| Bug #58686 | CREATE TABLE .. CHARSET=<...> without a COLLATE using case-insensitive collation | ||
|---|---|---|---|
| Submitted: | 3 Dec 2010 0:16 | Modified: | 15 Dec 2010 23:39 |
| Reporter: | Greg Kemnitz | Email Updates: | |
| Status: | Not a Bug | Impact on me: | |
| Category: | MySQL Server | Severity: | S3 (Non-critical) |
| Version: | 5.1.43sp1-enterprise-gpl | OS: | Any |
| Assigned to: | CPU Architecture: | Any | |
| Tags: | case insensitive, case sensitive, charset, collate, CREATE TABLE | ||
[3 Dec 2010 0:18]
Greg Kemnitz
The "suggested fix" applies to CREATE TABLE with CHARSET defined but not COLLATE defined. Since this is ambiguous, it would also be reasonable to simply produce an error if CHARSET is defined without COLLATE - instead of producing a potentially problematic default.
[15 Dec 2010 23:39]
Sveta Smirnova
Thank you for taking the time to write to us, but this is not a bug. Please double-check the documentation available at http://dev.mysql.com/doc/ and the instructions on how to report a bug at http://bugs.mysql.com/how-to-report.php If CHARACTER SET X was specified without COLLATE, then character set X and its default collation are used. Default collation for latin1 is latin1_swedish_ci. See also http://dev.mysql.com/doc/refman/5.1/en/charset-charsets.html and output of query show character set;

Description: If you do CREATE TABLE XX (A VARCHAR(20)) ENGINE=INNODB CHARSET=LATIN1; and the settings for (conn/server/db) collation all are latin1_general_cs, you will still get a case-insensitive collation.
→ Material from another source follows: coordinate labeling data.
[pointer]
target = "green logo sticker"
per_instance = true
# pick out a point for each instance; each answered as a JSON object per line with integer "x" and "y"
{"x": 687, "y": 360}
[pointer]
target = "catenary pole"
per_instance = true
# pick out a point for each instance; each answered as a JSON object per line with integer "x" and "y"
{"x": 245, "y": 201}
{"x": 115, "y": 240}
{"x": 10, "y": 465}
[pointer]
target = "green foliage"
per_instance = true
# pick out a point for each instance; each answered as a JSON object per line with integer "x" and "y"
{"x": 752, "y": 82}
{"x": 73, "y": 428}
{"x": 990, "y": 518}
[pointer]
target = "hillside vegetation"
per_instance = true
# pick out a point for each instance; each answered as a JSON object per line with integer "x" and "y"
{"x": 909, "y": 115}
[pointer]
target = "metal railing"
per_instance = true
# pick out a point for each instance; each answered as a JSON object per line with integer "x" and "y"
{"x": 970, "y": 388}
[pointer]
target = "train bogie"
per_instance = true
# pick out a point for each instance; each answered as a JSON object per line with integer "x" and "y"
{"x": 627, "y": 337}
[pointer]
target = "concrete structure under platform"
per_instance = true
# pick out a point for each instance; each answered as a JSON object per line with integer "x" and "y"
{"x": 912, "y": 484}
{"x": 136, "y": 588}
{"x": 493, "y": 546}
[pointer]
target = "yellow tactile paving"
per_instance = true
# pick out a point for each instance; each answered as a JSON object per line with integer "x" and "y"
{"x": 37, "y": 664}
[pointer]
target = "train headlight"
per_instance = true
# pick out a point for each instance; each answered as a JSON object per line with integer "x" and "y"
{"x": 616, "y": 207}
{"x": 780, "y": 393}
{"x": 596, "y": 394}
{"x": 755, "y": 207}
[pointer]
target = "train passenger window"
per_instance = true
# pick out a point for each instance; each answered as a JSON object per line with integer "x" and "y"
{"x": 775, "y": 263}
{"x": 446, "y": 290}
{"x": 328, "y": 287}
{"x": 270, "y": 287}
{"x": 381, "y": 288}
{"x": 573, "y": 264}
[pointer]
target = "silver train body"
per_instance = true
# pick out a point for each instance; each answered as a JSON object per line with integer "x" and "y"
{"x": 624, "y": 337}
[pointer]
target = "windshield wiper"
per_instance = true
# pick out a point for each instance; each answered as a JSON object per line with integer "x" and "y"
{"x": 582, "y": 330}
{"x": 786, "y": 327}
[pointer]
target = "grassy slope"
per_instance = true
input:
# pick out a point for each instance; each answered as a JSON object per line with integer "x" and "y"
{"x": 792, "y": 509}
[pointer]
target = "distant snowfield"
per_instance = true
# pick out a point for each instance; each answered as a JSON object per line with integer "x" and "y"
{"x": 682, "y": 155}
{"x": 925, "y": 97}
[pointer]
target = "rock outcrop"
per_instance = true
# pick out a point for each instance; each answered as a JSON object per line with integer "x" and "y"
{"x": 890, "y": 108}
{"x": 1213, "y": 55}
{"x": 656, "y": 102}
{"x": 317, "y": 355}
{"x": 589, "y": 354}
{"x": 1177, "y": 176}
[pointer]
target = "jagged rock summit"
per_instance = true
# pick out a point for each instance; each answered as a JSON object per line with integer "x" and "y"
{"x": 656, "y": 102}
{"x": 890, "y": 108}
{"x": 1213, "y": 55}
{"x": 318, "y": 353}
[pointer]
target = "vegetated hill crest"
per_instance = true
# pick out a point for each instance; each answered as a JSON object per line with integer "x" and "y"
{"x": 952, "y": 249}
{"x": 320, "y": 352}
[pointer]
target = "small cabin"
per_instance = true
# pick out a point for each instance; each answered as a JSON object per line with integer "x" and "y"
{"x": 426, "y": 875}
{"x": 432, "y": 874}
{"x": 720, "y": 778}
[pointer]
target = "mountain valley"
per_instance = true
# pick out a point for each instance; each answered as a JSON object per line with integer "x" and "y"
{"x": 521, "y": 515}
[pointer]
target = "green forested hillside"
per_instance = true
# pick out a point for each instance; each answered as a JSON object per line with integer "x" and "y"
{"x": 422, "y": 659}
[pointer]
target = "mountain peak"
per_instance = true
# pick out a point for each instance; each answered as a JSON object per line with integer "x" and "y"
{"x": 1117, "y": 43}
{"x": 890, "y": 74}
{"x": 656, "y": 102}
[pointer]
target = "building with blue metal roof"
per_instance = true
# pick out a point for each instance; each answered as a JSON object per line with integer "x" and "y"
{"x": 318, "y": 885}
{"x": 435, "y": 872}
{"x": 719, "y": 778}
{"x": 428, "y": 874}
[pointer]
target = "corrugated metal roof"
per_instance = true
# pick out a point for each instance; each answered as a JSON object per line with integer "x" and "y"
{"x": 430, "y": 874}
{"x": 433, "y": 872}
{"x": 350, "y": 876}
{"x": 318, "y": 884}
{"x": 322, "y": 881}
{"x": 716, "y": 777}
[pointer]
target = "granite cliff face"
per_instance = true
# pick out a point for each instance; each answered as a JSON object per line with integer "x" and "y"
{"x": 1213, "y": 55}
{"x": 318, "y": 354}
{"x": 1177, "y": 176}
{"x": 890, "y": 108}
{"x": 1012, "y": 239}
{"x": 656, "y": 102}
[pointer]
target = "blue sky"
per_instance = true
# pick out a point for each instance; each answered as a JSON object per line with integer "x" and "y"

Note that if you create the table without an explicit character set declaration, you _will_ correctly get the latin1 character set with a case sensitive collation. Below is a log showing the behavior: mysql>show variables like '%collation%'; +----------------------+-------------------+ | Variable_name | Value | +----------------------+-------------------+ | collation_connection | latin1_general_cs | | collation_database | latin1_general_cs | | collation_server | latin1_general_cs | +----------------------+-------------------+ 3 rows in set (0.44 sec) create table tt (a varchar(20)) charset=latin1 engine=innodb; Query OK, 0 rows affected (0.00 sec) mysql>insert into tt values ('aa'); Query OK, 1 row affected (0.00 sec) mysql>insert into tt values ('AA'); Query OK, 1 row affected (0.00 sec) mysql>select * from tt where a = 'aa'; +------+ | a | +------+ | aa | | AA | +------+ 2 rows in set (0.00 sec) mysql>drop table tt; Query OK, 0 rows affected (0.01 sec) mysql>create table tt (a varchar(20)) engine=innodb; Query OK, 0 rows affected (0.00 sec) mysql>insert into tt values ('AA'); Query OK, 1 row affected (0.00 sec) mysql>insert into tt values ('aa'); Query OK, 1 row affected (0.00 sec) mysql>select * from tt where a = 'aa'; +------+ | a | +------+ | aa | +------+ 1 row in set (0.00 sec) We were able to repair this and make our database case-sensitive by doing ALTER TABLE ... CHARSET=DEFAULT, but since are "table rebuild" ALTERs, it took several hours on our production database. How to repeat: See above log Suggested fix: The suggested fix is to have the CREATE TABLE use the default collation as long as it is compatible with the character set, or if not (ie, using UTF8), it should use a case-sensitive collation if that is the default. The default should NOT be to a case-insensitive collation; that is definitely not expected behavior.